🤖 AI Summary
This work addresses the high cost, low efficiency, and hallucination risks associated with directly applying large language models (LLMs) to engineering diagrams such as P&IDs. It introduces, for the first time, the GraphRAG paradigm to this domain by leveraging the DEXPI standard to convert intelligent P&IDs into structured knowledge graphs. The proposed ChatP&ID framework integrates multimodal retrieval strategies—including GraphRAG and ContextRAG—with LLM agents to enable efficient, reliable, and low-cost natural language interaction.
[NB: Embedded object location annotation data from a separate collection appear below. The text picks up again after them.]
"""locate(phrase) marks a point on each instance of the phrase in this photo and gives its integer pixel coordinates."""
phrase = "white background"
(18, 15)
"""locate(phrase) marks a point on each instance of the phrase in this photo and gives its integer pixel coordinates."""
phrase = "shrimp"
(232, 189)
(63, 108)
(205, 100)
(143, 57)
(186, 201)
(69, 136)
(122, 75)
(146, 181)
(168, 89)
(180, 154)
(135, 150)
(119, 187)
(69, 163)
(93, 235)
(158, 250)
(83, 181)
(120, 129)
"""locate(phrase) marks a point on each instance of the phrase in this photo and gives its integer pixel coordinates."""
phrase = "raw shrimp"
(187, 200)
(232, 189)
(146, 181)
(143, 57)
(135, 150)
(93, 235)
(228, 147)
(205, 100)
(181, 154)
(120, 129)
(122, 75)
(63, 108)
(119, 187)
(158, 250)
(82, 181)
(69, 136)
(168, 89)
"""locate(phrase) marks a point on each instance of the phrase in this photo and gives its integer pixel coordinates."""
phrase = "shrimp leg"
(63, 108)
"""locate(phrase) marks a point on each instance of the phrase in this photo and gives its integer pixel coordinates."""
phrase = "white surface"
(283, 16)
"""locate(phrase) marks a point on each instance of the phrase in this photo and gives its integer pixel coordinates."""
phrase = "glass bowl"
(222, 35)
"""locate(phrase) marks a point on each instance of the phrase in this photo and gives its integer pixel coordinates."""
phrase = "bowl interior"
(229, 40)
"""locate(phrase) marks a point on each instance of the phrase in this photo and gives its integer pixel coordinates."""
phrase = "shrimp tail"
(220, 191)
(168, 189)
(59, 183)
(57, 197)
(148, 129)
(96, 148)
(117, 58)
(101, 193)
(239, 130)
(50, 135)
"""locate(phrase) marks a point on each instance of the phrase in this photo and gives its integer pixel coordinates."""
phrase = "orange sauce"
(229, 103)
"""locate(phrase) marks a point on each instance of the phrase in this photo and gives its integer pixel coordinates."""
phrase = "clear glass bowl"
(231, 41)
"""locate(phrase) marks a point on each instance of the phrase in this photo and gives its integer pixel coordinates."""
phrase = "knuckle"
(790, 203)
Experimental results demonstrate an 18% accuracy improvement over raw image input, an 85% reduction in token cost compared to direct P&ID file parsing, and a 91% accuracy on GPT-4-Mini when combined with ContextRAG—at a cost of merely $0.004 per query—while also supporting engineering tasks such as HAZOP analysis.
📝 Abstract
Large Language Models (LLMs) combined with Retrieval-Augmented Generation (RAG) and knowledge graphs offer new opportunities for interacting with engineering diagrams such as Piping and Instrumentation Diagrams (P&IDs). However, directly processing raw images or smart P&ID files with LLMs is often costly, inefficient, and prone to hallucinations. This work introduces ChatP&ID, an agentic framework that enables grounded and cost-effective natural-language interaction with P&IDs using Graph Retrieval-Augmented Generation (GraphRAG), a paradigm we refer to as GraphRAG for engineering diagrams. Smart P&IDs encoded in the DEXPI standard are transformed into structured knowledge graphs, which serve as the basis for graph-based retrieval and reasoning by LLM agents. This approach enables reliable querying of engineering diagrams while significantly reducing computational cost. Benchmarking across commercial LLM APIs (OpenAI, Anthropic) demonstrates that graph-based representations improve accuracy by 18% over raw image inputs and reduce token costs by 85% compared to directly ingesting smart P&ID files. While small open-source models still struggle to interpret knowledge graph formats and structured engineering data, integrating them with VectorRAG and PathRAG improves response accuracy by up to 40%. Notably, GPT-5-mini combined with ContextRAG achieves 91% accuracy at a cost of only $0.004 per task. The resulting ChatP&ID interface enables intuitive natural-language interaction with complex engineering diagrams and lays the groundwork for AI-assisted process engineering tasks such as Hazard and Operability Studies (HAZOP) and multi-agent analysis.